# Board skins



## SnowDragon (Apr 23, 2012)

So, in my never-ending endeavour to financially support the snowboard industry single-handedly, I purchased a couple of the above.

I'm curious if anyone else has purchased these.
What was your experience?
I had fun creating these with the graphic designer, and am very happy with the results.


----------



## SnowDragon (Apr 23, 2012)

Same concept, different background.


----------



## ekb18c (Mar 11, 2013)

I thought I was single handedly supporting the snowboard industry but in any event, those skins look good but will it last?


----------



## francium (Jan 12, 2013)

Surely it's Snowdogwax who is propping up the snowboard industry.


----------



## BurtonAvenger (Aug 14, 2007)

francium said:


> Surely it's Snowdogwax who is propping up the snowboard industry.


Well it's definitely not me. So I concur this Snowdog probably is.


----------



## SnowDragon (Apr 23, 2012)

ekb18c said:


> I thought I was single handedly supporting the snowboard industry but in any event, those skins look good but will it last?


Supposedly they will, but I will come back after next season with an update on how these fared on the slopes.


----------



## SnowDragon (Apr 23, 2012)

francium said:


> Surely it's Snowdogwax who is propping up the snowboard industry.

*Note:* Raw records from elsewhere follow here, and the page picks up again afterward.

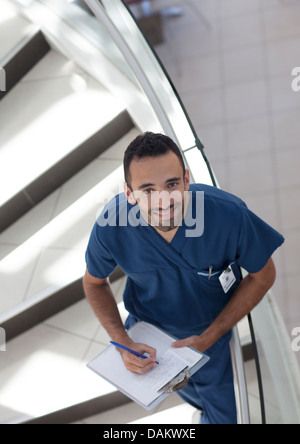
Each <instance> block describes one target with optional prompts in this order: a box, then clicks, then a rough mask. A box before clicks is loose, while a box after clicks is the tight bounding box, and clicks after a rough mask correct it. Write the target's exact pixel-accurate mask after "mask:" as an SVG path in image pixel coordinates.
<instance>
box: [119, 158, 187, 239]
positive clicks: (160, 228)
mask: <svg viewBox="0 0 300 444" xmlns="http://www.w3.org/2000/svg"><path fill="white" fill-rule="evenodd" d="M129 173H130V181H131V184H130V185H131V189H130V188H129V187H127V186H126V185H125V194H126V196H127V199H128V201H129V203H131V204H135V203H138V205H139V209H140V211H141V215H142V217H143V218H144V219H145V221H146V222H147V223H148V224H149V225H151V226H153V227H154V228H156V229H158V230H160V231H163V232H168V231H171V230H173V229H175V228H176V227H178V226H179V225H180V223H181V221H182V219H183V217H184V210H185V206H186V202H185V196H184V192H185V191H188V189H189V184H190V183H189V171H188V170H186V171H185V173H183V170H182V165H181V163H180V160H179V159H178V157H177V156H176V154H174V153H173V152H172V151H168V152H167V153H166V154H163V155H160V156H155V157H145V158H142V159H133V160H132V162H131V164H130V168H129Z"/></svg>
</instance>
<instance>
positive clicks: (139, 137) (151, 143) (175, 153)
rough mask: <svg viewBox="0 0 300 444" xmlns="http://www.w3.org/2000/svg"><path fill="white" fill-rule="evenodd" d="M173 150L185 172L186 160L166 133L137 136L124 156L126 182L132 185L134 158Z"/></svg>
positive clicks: (123, 164)
mask: <svg viewBox="0 0 300 444" xmlns="http://www.w3.org/2000/svg"><path fill="white" fill-rule="evenodd" d="M168 151H173V153H174V154H176V156H177V157H178V159H179V160H180V163H181V165H182V169H183V175H184V173H185V165H184V160H183V157H182V154H181V151H180V149H179V148H178V146H177V145H176V143H175V142H174V141H173V140H172V139H171V138H170V137H168V136H165V135H164V134H155V133H151V132H146V133H144V134H141V135H139V136H138V137H136V138H135V139H134V140H133V141H132V142H131V143H130V145H129V146H128V148H127V149H126V151H125V154H124V158H123V167H124V177H125V182H126V183H127V184H128V185H129V186H130V177H129V167H130V164H131V162H132V160H133V159H134V158H138V159H142V158H144V157H155V156H160V155H162V154H165V153H167V152H168Z"/></svg>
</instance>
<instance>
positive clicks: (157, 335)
mask: <svg viewBox="0 0 300 444" xmlns="http://www.w3.org/2000/svg"><path fill="white" fill-rule="evenodd" d="M128 335H129V336H130V337H131V339H132V340H133V341H135V342H139V343H144V344H147V345H149V346H151V347H153V348H155V349H156V350H157V359H158V361H159V365H157V366H156V367H155V368H154V369H152V370H150V371H149V372H147V373H146V374H144V375H138V374H134V373H131V372H129V371H128V370H127V369H126V368H125V366H124V363H123V360H122V357H121V354H120V353H119V352H118V351H117V350H116V348H115V347H114V346H113V345H111V346H109V347H107V348H106V349H105V350H104V351H103V352H102V353H100V354H99V355H98V356H97V357H95V358H94V359H93V360H92V361H90V362H89V363H88V364H87V367H88V368H89V369H91V370H93V371H94V372H95V373H96V374H98V375H99V376H101V377H102V378H103V379H105V380H106V381H107V382H109V383H111V384H112V385H113V386H114V387H116V388H117V389H118V390H119V391H120V392H122V393H123V394H125V395H126V396H128V397H129V398H130V399H132V400H133V401H134V402H136V403H137V404H139V405H140V406H141V407H143V408H144V409H146V410H148V411H150V410H153V409H154V408H155V407H157V406H158V405H159V404H160V403H161V402H162V401H163V400H164V399H165V398H166V397H167V396H169V395H170V394H171V393H173V392H176V391H179V390H183V389H184V388H185V387H186V386H187V384H188V382H189V379H190V377H191V376H192V375H193V374H194V373H196V372H197V371H198V370H200V369H201V367H203V366H204V365H205V364H206V363H207V362H208V361H209V359H210V358H209V357H208V356H207V355H205V354H203V353H200V352H199V351H198V350H195V349H194V348H191V347H182V348H178V349H174V348H172V347H171V344H172V342H174V341H176V340H177V338H175V337H174V336H172V335H170V334H168V333H166V332H164V331H162V330H161V329H159V328H157V327H155V326H153V325H151V324H149V323H147V322H143V321H141V322H137V323H136V324H135V325H134V326H133V327H131V328H130V329H129V330H128Z"/></svg>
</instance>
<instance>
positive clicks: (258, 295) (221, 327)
mask: <svg viewBox="0 0 300 444" xmlns="http://www.w3.org/2000/svg"><path fill="white" fill-rule="evenodd" d="M275 278H276V270H275V266H274V262H273V260H272V258H271V259H269V261H268V263H267V264H266V265H265V267H264V268H263V269H262V270H260V271H259V272H258V273H253V274H249V275H248V276H246V277H245V279H243V280H242V281H241V283H240V284H239V286H238V287H237V289H236V291H235V292H234V294H233V295H232V297H231V299H230V301H229V302H228V304H227V305H226V307H225V308H224V310H223V311H222V312H221V313H220V314H219V316H218V317H217V318H216V319H215V320H214V322H213V323H212V324H211V325H210V326H209V327H208V328H207V329H206V330H205V331H204V332H203V333H202V334H201V335H200V336H191V337H189V338H186V339H183V340H180V341H176V342H174V343H173V344H172V345H173V347H174V348H178V347H184V346H189V347H194V348H196V349H197V350H199V351H201V352H205V351H206V350H207V349H208V348H210V347H211V346H212V345H213V344H214V343H215V342H217V341H218V339H220V338H221V337H222V336H223V335H224V334H225V333H227V332H228V331H229V330H231V329H232V328H233V327H234V326H235V325H236V324H237V323H238V322H239V321H240V320H241V319H242V318H243V317H244V316H246V315H247V314H248V313H250V312H251V310H252V309H253V308H254V307H255V306H256V305H257V304H258V303H259V302H260V301H261V300H262V299H263V297H264V296H265V294H266V293H267V291H268V290H269V289H270V288H271V287H272V285H273V284H274V282H275Z"/></svg>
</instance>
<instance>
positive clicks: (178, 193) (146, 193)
mask: <svg viewBox="0 0 300 444" xmlns="http://www.w3.org/2000/svg"><path fill="white" fill-rule="evenodd" d="M119 196H121V193H120V194H119ZM127 199H128V202H129V204H131V206H130V205H129V209H128V205H127V200H126V197H125V196H124V194H123V195H122V198H120V199H119V200H118V199H116V198H115V195H112V196H110V198H107V200H106V202H108V203H106V205H105V206H104V208H103V207H102V208H101V210H100V211H99V213H98V215H97V223H98V225H99V226H101V227H105V226H111V227H115V226H117V225H118V226H121V227H126V226H131V227H137V226H147V225H151V226H152V227H155V228H158V230H160V231H165V232H166V231H170V230H172V229H174V228H176V227H178V226H181V225H184V227H185V236H186V237H200V236H202V234H203V232H204V191H196V192H192V191H184V192H183V193H182V192H180V191H178V190H176V191H172V192H169V191H151V193H145V192H144V191H141V190H137V191H133V192H132V193H131V194H130V195H128V196H127ZM124 203H125V204H124Z"/></svg>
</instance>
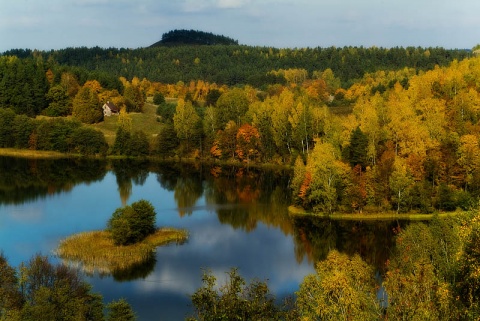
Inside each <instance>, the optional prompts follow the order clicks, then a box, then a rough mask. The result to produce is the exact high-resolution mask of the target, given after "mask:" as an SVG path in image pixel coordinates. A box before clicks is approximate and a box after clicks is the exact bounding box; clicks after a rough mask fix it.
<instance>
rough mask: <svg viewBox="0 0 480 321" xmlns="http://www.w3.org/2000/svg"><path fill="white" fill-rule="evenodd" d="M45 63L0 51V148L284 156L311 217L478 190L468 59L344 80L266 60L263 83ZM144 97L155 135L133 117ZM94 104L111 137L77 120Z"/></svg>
mask: <svg viewBox="0 0 480 321" xmlns="http://www.w3.org/2000/svg"><path fill="white" fill-rule="evenodd" d="M24 60H25V61H24ZM23 62H25V65H24V64H23ZM47 65H48V64H47V63H45V62H44V61H43V59H42V58H41V57H40V56H37V57H36V58H35V59H33V58H17V57H12V56H8V57H0V72H2V79H1V82H0V87H1V86H3V87H2V88H6V89H8V90H5V91H0V92H1V97H0V106H1V107H2V108H0V112H1V113H2V117H1V118H0V146H1V147H15V148H29V149H37V150H57V151H61V152H69V153H79V154H86V155H107V154H113V155H125V156H159V157H189V158H203V159H213V160H222V161H230V160H233V161H237V162H243V163H246V164H252V163H277V164H289V165H293V166H294V168H295V175H294V179H293V182H292V185H291V187H292V190H293V194H294V202H295V204H296V205H299V206H302V207H304V208H306V209H308V210H311V211H314V212H323V213H333V212H338V211H341V212H363V211H385V210H394V211H396V212H407V211H410V212H412V211H413V212H421V213H430V212H433V211H451V210H455V209H456V208H462V209H468V208H469V207H470V206H471V205H472V204H474V203H475V202H476V200H477V199H478V198H479V196H480V172H479V167H478V164H479V163H480V162H479V160H478V157H479V156H478V155H479V154H480V153H479V143H478V121H479V120H480V114H479V108H478V105H479V94H478V93H479V88H478V85H477V82H476V81H475V79H476V78H477V77H478V73H479V71H478V70H479V59H478V58H469V59H464V60H462V61H457V60H454V61H453V62H452V63H451V64H450V65H448V66H446V67H441V66H438V65H437V66H436V67H435V68H433V69H432V70H427V71H422V70H419V69H414V68H403V69H399V70H395V71H388V70H381V71H376V72H373V73H366V74H365V75H364V76H363V77H362V78H361V79H359V80H358V81H356V82H355V83H354V84H353V85H351V86H350V87H348V88H343V87H342V80H341V79H340V77H338V76H337V75H336V74H335V73H334V71H333V70H332V69H330V68H327V69H325V70H315V71H313V72H309V71H308V70H306V69H301V68H290V69H276V70H272V71H270V72H269V73H268V74H269V75H271V76H272V77H276V78H278V79H280V78H281V79H284V81H283V84H279V83H277V84H273V85H272V84H271V85H266V87H264V89H263V90H262V89H259V88H255V87H253V86H249V85H245V86H235V87H228V86H226V85H219V84H217V83H209V82H207V81H204V80H196V81H191V82H189V83H183V82H176V83H174V84H166V83H160V82H153V81H150V80H148V79H146V78H144V79H141V80H140V78H138V77H134V78H132V79H131V80H128V79H126V78H124V77H120V78H119V79H117V81H118V83H117V82H114V81H106V82H104V84H103V85H102V83H101V82H100V81H99V80H96V79H93V80H92V79H89V78H90V77H88V76H93V75H89V74H88V73H87V74H86V75H87V76H85V77H83V76H82V75H83V74H82V73H76V72H75V70H76V69H75V68H74V69H69V68H64V67H58V66H57V67H58V68H53V69H50V68H47ZM25 69H27V70H30V69H31V70H30V72H24V71H25ZM81 77H83V78H81ZM12 79H16V81H15V82H13V81H12ZM108 79H109V78H108ZM38 84H41V85H40V86H37V87H35V85H38ZM19 97H20V98H22V99H20V98H19ZM147 97H153V98H155V99H154V101H155V102H156V103H157V105H156V106H157V107H156V108H157V125H158V126H156V129H154V132H153V133H152V132H149V133H146V132H145V131H144V130H143V129H142V128H134V127H132V118H133V117H135V114H139V113H142V111H143V109H144V107H145V104H146V100H147ZM165 97H168V98H171V99H170V100H168V101H166V100H165ZM26 98H28V100H26ZM106 101H112V102H114V103H115V104H117V106H119V107H120V109H121V112H120V115H118V117H117V125H116V126H117V128H118V129H117V132H116V135H115V139H114V141H113V142H111V143H110V144H109V145H108V144H107V143H106V140H105V136H104V135H103V133H102V132H100V131H97V130H95V128H94V127H92V126H86V125H88V124H95V123H99V122H102V121H103V113H102V110H101V105H102V104H103V103H104V102H106ZM42 108H43V109H42ZM35 115H45V116H49V117H48V118H36V119H34V118H30V117H28V116H35ZM58 116H67V118H64V117H58Z"/></svg>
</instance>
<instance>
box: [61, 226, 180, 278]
mask: <svg viewBox="0 0 480 321" xmlns="http://www.w3.org/2000/svg"><path fill="white" fill-rule="evenodd" d="M187 238H188V233H187V232H186V231H184V230H176V229H172V228H162V229H158V230H157V231H156V232H155V233H153V234H151V235H149V236H148V237H147V238H145V240H143V241H142V242H139V243H136V244H132V245H127V246H117V245H115V244H114V243H113V239H112V237H111V234H110V232H108V231H92V232H83V233H79V234H75V235H72V236H70V237H68V238H66V239H64V240H62V241H61V242H60V245H59V247H58V249H57V251H56V254H57V255H58V256H59V257H60V258H61V259H63V260H64V261H65V262H66V263H69V264H70V265H77V266H80V267H82V269H83V270H84V271H85V272H87V273H91V274H93V273H94V272H99V273H101V274H112V273H113V272H114V271H119V270H126V269H128V268H129V267H131V266H132V265H135V264H142V263H143V262H146V261H147V260H148V259H149V258H151V256H152V255H153V253H154V251H155V249H156V248H157V247H158V246H161V245H166V244H170V243H173V242H176V243H177V244H182V243H183V242H185V241H186V240H187Z"/></svg>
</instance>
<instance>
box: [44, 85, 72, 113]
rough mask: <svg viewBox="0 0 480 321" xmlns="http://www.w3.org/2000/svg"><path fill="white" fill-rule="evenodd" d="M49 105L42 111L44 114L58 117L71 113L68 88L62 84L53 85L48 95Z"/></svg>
mask: <svg viewBox="0 0 480 321" xmlns="http://www.w3.org/2000/svg"><path fill="white" fill-rule="evenodd" d="M46 98H47V100H48V102H49V104H48V107H47V108H46V109H44V110H43V111H42V114H43V115H46V116H51V117H57V116H66V115H68V114H70V99H69V98H68V95H67V90H66V89H65V88H63V87H62V86H61V85H55V86H53V87H51V88H50V89H49V91H48V93H47V95H46Z"/></svg>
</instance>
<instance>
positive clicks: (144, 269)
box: [112, 253, 157, 282]
mask: <svg viewBox="0 0 480 321" xmlns="http://www.w3.org/2000/svg"><path fill="white" fill-rule="evenodd" d="M155 264H157V259H156V257H155V253H151V255H149V256H148V257H147V258H146V259H145V260H144V261H143V262H140V263H136V264H133V265H131V266H129V267H128V268H125V269H117V270H114V271H112V276H113V278H114V279H115V281H118V282H126V281H132V280H136V279H145V278H146V277H147V276H149V275H150V273H152V272H153V270H154V269H155Z"/></svg>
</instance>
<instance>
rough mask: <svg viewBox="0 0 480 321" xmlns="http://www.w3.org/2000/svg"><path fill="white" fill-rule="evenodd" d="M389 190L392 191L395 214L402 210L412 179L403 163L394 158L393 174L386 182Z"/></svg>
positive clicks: (400, 161) (411, 177)
mask: <svg viewBox="0 0 480 321" xmlns="http://www.w3.org/2000/svg"><path fill="white" fill-rule="evenodd" d="M388 182H389V186H390V190H391V191H392V194H393V197H394V200H395V203H396V204H397V209H396V210H397V213H399V212H400V209H401V208H402V207H401V205H402V204H403V203H404V201H405V198H406V195H407V194H408V191H409V189H408V188H409V187H410V186H411V185H412V184H413V178H412V177H411V175H410V173H408V172H407V167H406V164H405V161H404V160H403V159H402V158H399V157H396V158H395V161H394V163H393V172H392V174H391V175H390V178H389V180H388Z"/></svg>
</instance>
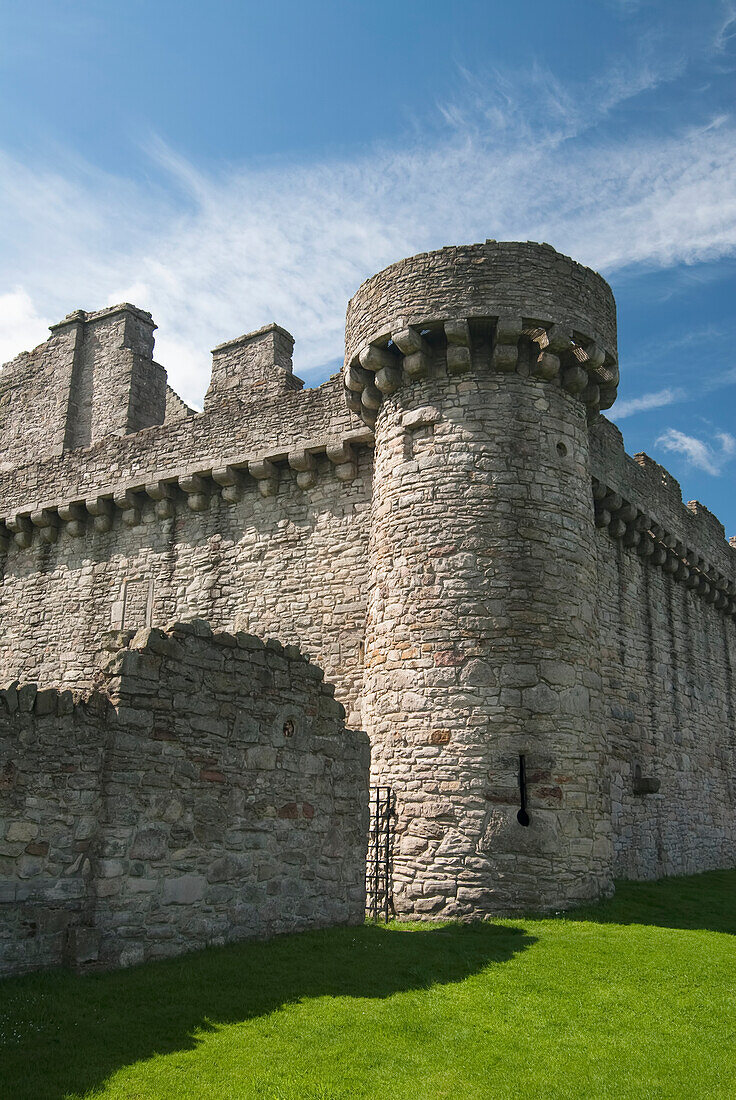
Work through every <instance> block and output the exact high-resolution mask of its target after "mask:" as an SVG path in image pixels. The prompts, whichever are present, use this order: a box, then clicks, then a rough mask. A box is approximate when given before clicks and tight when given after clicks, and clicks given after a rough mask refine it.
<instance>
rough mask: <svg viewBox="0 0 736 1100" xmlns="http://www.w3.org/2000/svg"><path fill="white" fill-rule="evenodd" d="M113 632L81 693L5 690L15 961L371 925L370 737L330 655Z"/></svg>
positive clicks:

Ah yes, I can't compete with SDW!


----------



## speedjason (May 2, 2013)

Not a bad idea when you want to give your old board a new look.
Kinda like skateboard grips.


----------



## timmytard (Mar 19, 2009)

I know a dude who does skins.
Everything from close up high res ganja, to Han Solo frozen in Carbonite & anything else you can deliver a high res pic of.

He's the guy that did the big ass Rambo knife on the never summer AK board last year.


----------